From pop singer The Weeknd to actress Katie Holmes, celebrities in New York City have been flocking to Black Tap Craft Burgers & Beer for towering decadent milkshakes and classic burgers.
Speaking to the MICHELIN Guide Digital in Singapore, Black Tap owner Chris Barish, 44, excitedly rattles off a list of A-listers who have visited his casual American restaurants, including model Claudia Schiffer and actresses Zendaya and Millie Bobby Brown.
Much to the delight of his teenage daughter, his restaurants have enabled her to meet her favorite stars. "Katie Holmes has brought her daughter, Suri, for milkshakes," he says. "Zendaya visited us with her friends, which got my daughter excited, and so did Millie, who had a Brooklyn Blackout CrazyShake.”
Now, a touch of Big Apple glamour has landed in Singapore with the opening of the institution’s first outpost in Asia.
When asked how these Instagram sensations came about, Barish says that CrazyShakes started innocuously when his staff was “playing around” by adding cotton candy on top of milkshakes. Photos were posted on social media, word started spreading and the milkshakes started getting more and more outrageous.
Take the Sweet N’ Salty Shake for example—the vanilla and peanut butter milkshake is topped with a dollop of whipped cream, embellished with salty pretzel sticks, Reese’s Peanut Butter Cups, M&Ms and chocolates, and drizzled with chocolate and caramel sauce. All of the zany beverages are shaken and decorated in an open-concept milkshake bar in the restaurant.
The restaurant, which is named after the black handles that are commonly found in craft beer bars, started out as a 15-seat burger joint in New York’s SoHo neighborhood in 2015. It has since expanded to an empire of 11 restaurants in cities including Las Vegas, Abu Dhabi and Geneva.
At Black Tap’s Asian debut in Singapore, Barish, who is partnering with the Las Vegas Sands Group, is keen to tap into Singapore’s international clientele. “There is much more excitement in creating an international brand than opening around New York,” he says. “Opening restaurants also gives me an opportunity to travel to places that I want to visit.”
He “table touches” regularly—interacting with diners whenever he checks in on Black Tap outlets in different countries every couple of months.

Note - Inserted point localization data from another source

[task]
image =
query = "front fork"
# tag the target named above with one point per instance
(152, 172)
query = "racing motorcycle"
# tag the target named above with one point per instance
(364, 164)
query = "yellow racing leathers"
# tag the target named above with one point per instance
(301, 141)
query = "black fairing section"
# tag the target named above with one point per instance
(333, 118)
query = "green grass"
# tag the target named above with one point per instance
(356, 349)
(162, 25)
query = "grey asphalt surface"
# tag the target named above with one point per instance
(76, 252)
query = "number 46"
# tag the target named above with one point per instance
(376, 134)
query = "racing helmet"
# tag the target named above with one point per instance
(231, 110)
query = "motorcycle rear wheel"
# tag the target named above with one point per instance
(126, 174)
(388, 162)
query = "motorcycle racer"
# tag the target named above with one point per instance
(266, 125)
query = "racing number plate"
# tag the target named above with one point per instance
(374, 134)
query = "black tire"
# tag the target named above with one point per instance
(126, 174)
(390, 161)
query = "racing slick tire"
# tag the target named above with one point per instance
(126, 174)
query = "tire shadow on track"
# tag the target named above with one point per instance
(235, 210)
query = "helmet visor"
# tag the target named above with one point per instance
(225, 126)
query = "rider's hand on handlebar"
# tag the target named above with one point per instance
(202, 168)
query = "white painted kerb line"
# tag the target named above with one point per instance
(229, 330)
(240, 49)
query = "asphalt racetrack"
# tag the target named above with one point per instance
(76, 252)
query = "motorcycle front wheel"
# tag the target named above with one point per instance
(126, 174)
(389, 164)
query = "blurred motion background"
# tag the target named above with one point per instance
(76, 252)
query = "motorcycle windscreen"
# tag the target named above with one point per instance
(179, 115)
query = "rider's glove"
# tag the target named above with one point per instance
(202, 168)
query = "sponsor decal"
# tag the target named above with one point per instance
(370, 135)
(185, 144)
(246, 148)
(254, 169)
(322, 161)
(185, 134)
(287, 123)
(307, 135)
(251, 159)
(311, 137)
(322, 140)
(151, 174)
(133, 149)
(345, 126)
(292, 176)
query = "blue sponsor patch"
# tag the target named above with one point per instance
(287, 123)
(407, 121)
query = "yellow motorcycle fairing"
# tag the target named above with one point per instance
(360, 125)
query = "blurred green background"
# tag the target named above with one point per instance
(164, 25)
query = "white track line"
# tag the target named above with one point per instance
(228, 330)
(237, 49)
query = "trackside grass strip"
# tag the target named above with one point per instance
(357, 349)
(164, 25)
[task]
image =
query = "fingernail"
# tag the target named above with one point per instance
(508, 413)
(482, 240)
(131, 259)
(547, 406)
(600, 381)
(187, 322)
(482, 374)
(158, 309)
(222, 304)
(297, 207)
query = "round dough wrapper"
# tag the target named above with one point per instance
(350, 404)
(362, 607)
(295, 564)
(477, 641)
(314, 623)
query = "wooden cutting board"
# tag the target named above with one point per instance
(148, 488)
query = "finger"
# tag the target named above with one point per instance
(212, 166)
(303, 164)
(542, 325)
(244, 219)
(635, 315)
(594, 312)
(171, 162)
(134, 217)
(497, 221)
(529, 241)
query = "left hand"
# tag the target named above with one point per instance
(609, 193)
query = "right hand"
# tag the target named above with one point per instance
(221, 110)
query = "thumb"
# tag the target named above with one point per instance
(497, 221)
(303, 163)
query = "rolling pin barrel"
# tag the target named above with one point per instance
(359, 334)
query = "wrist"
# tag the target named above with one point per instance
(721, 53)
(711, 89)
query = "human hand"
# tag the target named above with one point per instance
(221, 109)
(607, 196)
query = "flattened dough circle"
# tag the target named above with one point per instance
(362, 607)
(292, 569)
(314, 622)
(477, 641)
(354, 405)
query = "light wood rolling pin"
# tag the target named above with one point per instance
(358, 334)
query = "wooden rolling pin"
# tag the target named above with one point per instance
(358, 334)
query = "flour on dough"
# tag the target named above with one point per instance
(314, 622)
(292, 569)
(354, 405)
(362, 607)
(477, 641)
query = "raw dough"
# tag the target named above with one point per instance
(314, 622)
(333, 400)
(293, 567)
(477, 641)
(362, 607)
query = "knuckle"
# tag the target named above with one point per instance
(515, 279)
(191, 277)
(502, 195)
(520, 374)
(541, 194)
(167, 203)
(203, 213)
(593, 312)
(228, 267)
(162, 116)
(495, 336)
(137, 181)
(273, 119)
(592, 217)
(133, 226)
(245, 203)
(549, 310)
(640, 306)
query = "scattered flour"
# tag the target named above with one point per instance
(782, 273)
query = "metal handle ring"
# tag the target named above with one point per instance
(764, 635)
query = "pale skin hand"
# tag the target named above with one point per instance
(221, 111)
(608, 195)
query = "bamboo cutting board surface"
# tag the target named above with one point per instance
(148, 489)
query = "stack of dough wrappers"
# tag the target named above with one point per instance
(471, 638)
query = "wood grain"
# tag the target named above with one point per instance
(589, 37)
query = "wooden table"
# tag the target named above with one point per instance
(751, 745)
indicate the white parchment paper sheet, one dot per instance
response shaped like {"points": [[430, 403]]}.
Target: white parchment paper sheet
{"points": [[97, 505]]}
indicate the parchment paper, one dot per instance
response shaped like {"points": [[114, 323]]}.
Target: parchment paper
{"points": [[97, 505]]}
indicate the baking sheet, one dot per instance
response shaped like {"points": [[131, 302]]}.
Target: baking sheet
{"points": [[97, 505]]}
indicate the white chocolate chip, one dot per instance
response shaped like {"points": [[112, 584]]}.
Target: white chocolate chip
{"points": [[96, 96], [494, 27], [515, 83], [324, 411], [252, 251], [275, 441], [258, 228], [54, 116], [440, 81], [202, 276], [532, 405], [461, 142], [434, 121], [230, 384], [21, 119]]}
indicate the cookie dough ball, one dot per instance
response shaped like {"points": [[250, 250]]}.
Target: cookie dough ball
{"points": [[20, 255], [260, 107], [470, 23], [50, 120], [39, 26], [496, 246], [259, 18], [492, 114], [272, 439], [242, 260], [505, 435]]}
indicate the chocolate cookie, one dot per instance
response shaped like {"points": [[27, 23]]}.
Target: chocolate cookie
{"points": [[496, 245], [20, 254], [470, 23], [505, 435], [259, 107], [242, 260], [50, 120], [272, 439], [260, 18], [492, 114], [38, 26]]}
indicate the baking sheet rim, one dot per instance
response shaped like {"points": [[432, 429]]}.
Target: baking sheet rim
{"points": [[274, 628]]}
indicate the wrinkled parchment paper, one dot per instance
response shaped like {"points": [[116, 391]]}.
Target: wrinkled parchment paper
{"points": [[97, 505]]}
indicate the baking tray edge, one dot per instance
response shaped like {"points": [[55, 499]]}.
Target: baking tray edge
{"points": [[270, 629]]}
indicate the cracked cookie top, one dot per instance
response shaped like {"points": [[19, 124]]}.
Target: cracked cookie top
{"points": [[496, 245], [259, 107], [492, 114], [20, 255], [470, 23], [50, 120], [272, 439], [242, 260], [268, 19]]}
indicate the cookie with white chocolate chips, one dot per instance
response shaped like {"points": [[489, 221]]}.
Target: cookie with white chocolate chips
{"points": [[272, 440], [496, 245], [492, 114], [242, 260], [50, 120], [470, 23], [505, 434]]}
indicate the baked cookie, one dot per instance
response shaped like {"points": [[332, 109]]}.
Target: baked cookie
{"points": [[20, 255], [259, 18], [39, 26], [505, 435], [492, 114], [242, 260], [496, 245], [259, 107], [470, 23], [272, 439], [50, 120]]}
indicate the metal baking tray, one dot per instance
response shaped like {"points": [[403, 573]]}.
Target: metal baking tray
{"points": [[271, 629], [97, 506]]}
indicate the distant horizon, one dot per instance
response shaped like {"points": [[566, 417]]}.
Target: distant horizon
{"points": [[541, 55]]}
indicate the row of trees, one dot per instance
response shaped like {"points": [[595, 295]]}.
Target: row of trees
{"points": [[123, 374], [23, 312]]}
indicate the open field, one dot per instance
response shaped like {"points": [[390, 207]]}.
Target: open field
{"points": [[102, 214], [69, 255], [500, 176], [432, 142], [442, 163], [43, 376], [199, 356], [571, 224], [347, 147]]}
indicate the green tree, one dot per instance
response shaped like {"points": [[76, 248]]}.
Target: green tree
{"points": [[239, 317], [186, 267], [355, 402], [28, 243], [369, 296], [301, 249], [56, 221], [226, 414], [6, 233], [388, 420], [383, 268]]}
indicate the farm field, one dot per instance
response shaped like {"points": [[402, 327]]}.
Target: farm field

Through these sessions, he notices that locals, tourists and expats alike visit his restaurant in each city.
“I find it more rewarding to bring a part of cool downtown New York City around the world,” he says. “Meeting people of different nationalities, from London to Ohio, keeps me going.”
With 28 years of hospitality experience, Barish (left) says: “It starts with the good quality of food, but these days, design is so important in creating a fun dining atmosphere if you want people to return. The restaurant needs to look, feel and sound good.”
Having started in nightclubs in New York and Las Vegas, he draws from his nightlife experiences in running restaurants: “They are both people-centric businesses and have to put on a show with the music, staff uniform, and the presentation of food and drinks. With restaurants, you are just catering to a wider audience.”
Barish hopes to expand Black Tap to other cities in Asia such as Beijing, Shanghai and Tokyo.
Some of Black Tap’s crowd favorites are the special dishes and drinks that commemorate holiday seasons and special events.
A banana split milkshake is also in the works. Barish says that has been requested by his long-time friend, movie star Sylvester Stallone. “Who can say no to Rocky?”